To demonstrate the effectiveness of our feature fusion strategy across different modules, we conducted a comparative analysis of models utilizing either the contrast learning module or the feature-enhanced transformer module alone with our feature fused model. As shown in Figure 2A and B, the feature fused model exhibited superior performance over the single-module models on both datasets. Specifically, on the non-AVP dataset, the feature fused model showed notable improvements in accuracy, specificity, and MCC score, reaching 0.9240, 0.9137 and 0.8482, respectively. Although slightly underperforming in sensitivity compared to the contrastive learning model, the feature fused model presented a more balanced and superior overall performance. On the non-AMP dataset, the feature fused model achieved the best performance in terms of accuracy, sensitivity, specificity, and MCC score, with values of 0.9934, 0.9944, 0.9925 and 0.9869, respectively. These outcomes not only highlight the efficiency of our method but also its robustness and adaptability across different types of data.

Performance comparison of individual models and feature fused model on (A,C) non-AVP dataset and (B,D) non-AMP dataset.
Figure 2

Performance comparison of individual models and feature fused model on (A,C) non-AVP dataset and (B,D) non-AMP dataset.

Moreover, as illustrated in Figure 2C and D, the receiver operating characteristic (ROC) curves for the two datasets show the yellow curve representing the feature fused model, achieving the highest area under the curve (AUC) in all comparisons. This result further validates the significant predictive superiority of the feature fused model.
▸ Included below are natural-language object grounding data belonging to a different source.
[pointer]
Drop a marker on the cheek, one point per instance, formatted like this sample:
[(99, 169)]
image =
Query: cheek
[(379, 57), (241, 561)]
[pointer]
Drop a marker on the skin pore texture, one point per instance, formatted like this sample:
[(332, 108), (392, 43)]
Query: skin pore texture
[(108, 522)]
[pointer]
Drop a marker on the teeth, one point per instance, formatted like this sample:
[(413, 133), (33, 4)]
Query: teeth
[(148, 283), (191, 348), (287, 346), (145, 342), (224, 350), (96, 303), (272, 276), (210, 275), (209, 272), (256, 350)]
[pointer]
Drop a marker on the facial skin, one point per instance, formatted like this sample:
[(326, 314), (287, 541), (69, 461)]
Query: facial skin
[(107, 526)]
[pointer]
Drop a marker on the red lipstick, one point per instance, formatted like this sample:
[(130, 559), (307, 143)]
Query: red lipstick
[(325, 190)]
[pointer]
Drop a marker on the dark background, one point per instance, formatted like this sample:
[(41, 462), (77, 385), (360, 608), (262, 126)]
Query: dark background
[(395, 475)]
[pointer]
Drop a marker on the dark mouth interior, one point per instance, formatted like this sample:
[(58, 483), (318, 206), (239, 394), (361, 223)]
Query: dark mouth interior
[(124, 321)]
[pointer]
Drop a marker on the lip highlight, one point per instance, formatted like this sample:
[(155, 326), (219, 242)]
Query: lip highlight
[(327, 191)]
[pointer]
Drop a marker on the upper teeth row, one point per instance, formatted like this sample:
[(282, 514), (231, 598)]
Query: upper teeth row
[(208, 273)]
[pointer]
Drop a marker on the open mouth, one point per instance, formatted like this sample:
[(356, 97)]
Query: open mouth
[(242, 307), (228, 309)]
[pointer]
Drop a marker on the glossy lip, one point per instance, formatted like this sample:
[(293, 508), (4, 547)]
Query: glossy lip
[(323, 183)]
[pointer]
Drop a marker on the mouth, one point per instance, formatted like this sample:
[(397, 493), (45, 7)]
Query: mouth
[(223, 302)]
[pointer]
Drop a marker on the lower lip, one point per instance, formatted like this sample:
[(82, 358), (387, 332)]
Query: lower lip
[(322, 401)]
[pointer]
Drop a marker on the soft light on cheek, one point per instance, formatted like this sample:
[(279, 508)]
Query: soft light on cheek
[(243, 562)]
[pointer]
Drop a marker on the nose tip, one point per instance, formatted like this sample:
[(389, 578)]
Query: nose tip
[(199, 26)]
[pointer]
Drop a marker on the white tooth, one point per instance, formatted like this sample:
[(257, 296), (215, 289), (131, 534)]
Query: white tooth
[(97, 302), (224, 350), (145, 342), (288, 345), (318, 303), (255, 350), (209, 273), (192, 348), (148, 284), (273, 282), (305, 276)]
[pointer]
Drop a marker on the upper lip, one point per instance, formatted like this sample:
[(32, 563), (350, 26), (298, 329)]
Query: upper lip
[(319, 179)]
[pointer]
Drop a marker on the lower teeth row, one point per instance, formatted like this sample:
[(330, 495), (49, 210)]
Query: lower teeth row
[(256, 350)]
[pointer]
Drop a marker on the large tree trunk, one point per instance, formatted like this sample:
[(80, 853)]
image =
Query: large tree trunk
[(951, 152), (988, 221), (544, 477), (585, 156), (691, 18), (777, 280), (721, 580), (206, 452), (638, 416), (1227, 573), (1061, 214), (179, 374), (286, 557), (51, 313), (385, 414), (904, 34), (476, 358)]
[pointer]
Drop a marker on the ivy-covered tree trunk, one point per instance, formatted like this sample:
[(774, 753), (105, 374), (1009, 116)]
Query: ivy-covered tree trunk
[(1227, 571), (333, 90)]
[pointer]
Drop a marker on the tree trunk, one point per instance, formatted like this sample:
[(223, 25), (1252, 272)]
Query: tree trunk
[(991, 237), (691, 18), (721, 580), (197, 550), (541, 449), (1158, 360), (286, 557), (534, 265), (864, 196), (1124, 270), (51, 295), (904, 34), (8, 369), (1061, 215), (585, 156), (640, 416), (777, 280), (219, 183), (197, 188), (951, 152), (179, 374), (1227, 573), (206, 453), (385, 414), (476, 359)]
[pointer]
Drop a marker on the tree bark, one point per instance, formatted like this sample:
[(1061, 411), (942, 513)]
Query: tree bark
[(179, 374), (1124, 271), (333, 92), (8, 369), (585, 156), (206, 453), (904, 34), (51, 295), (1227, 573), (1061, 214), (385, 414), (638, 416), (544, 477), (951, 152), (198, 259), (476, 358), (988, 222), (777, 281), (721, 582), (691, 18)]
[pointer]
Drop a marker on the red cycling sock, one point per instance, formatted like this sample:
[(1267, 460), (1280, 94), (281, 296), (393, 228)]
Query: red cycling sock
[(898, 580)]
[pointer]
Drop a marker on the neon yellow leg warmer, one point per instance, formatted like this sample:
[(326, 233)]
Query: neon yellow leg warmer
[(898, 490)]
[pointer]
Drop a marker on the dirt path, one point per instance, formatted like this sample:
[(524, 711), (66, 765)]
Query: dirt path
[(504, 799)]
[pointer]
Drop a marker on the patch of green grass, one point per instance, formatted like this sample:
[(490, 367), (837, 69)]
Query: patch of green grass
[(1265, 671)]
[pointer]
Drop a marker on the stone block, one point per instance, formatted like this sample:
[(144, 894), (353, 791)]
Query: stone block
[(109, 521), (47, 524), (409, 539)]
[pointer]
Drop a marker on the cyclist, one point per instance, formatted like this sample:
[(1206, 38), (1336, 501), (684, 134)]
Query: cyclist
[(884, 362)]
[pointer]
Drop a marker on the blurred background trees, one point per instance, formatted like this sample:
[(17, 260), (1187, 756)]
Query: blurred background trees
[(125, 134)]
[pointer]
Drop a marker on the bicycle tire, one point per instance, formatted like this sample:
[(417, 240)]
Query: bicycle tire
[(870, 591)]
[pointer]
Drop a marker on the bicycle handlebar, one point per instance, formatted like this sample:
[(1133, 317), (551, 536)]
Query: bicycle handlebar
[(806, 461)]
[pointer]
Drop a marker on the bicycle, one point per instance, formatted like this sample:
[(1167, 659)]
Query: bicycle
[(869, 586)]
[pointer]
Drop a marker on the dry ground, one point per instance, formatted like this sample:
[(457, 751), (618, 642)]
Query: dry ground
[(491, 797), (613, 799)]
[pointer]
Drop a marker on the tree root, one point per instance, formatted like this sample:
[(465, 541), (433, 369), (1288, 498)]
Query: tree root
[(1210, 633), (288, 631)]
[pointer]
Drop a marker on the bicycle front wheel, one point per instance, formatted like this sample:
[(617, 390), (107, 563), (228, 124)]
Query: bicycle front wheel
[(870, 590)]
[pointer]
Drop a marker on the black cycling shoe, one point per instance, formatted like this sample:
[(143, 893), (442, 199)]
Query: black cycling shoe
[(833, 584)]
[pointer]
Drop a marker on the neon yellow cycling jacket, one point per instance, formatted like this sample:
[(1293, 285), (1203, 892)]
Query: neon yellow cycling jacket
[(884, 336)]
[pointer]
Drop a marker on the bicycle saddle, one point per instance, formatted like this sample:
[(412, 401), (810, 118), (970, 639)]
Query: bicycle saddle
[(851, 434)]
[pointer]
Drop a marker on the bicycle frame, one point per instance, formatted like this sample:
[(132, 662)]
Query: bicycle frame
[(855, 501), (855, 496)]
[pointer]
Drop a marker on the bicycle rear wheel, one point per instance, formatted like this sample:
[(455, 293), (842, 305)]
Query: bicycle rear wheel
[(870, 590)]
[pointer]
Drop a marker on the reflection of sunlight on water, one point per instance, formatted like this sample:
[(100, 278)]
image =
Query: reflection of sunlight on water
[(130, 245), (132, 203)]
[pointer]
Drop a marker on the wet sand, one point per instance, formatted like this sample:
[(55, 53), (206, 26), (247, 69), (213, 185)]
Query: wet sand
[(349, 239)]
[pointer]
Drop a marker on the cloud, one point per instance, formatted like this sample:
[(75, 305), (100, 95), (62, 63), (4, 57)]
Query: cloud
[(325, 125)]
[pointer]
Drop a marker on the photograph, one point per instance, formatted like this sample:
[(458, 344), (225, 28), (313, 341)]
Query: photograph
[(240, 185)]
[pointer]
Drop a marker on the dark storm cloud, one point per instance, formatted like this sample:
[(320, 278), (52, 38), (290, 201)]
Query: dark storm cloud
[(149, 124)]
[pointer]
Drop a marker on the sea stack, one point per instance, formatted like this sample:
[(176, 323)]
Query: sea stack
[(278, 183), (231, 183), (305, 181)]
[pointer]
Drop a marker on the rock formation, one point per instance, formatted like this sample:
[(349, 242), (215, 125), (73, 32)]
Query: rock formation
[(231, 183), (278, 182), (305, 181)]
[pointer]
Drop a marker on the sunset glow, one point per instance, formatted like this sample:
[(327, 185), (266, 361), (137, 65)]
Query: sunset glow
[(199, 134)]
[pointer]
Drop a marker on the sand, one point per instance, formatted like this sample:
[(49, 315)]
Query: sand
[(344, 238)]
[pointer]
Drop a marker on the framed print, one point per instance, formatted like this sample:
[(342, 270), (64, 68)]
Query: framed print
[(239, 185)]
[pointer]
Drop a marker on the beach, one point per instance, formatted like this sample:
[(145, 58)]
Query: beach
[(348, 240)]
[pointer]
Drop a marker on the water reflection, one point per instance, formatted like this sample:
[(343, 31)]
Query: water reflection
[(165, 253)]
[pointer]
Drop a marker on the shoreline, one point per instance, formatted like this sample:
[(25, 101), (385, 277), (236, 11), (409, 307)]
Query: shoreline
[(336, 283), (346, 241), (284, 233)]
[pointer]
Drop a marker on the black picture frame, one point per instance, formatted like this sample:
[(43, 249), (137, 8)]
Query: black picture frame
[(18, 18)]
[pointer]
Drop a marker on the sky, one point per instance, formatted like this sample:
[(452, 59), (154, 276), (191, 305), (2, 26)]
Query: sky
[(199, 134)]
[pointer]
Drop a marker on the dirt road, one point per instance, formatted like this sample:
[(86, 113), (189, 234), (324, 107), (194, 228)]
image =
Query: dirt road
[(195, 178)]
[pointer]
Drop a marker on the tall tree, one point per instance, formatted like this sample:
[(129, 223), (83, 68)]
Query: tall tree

In addition, in order to comprehensively evaluate the performance of the deep learning model in the classification task as well as its superiority in feature representation, we adopted the t-distributed stochastic neighbor embedding (t-SNE) technique for the visual presentation of positive and negative samples processed by the model in different modules[53]. The results show that the initial feature distribution is relatively disorganized and chaotic (Figure S3A and B). As the data passes through the model’s contrastive learning module as well as the feature-enhanced transformer module, the distinction between AVPs and non-AVPs becomes evident (Figure S3C and D). At the final prediction module, the separation between AVPs and non-AVPs was more obvious (Figure S3E), showcasing the effectiveness of our feature fusion strategy in enhancing classification accuracy.

Ablation experiments

To investigate deeply the effect of the contrastive loss function in the contrastive learning module, the different encoding methods for peptide sequences, and the benefits of the transformer in the Feature-enhanced transformer module, we conducted the following three ablation studies:

  • (i) Comparison between contrast learning module with and without contrast loss function.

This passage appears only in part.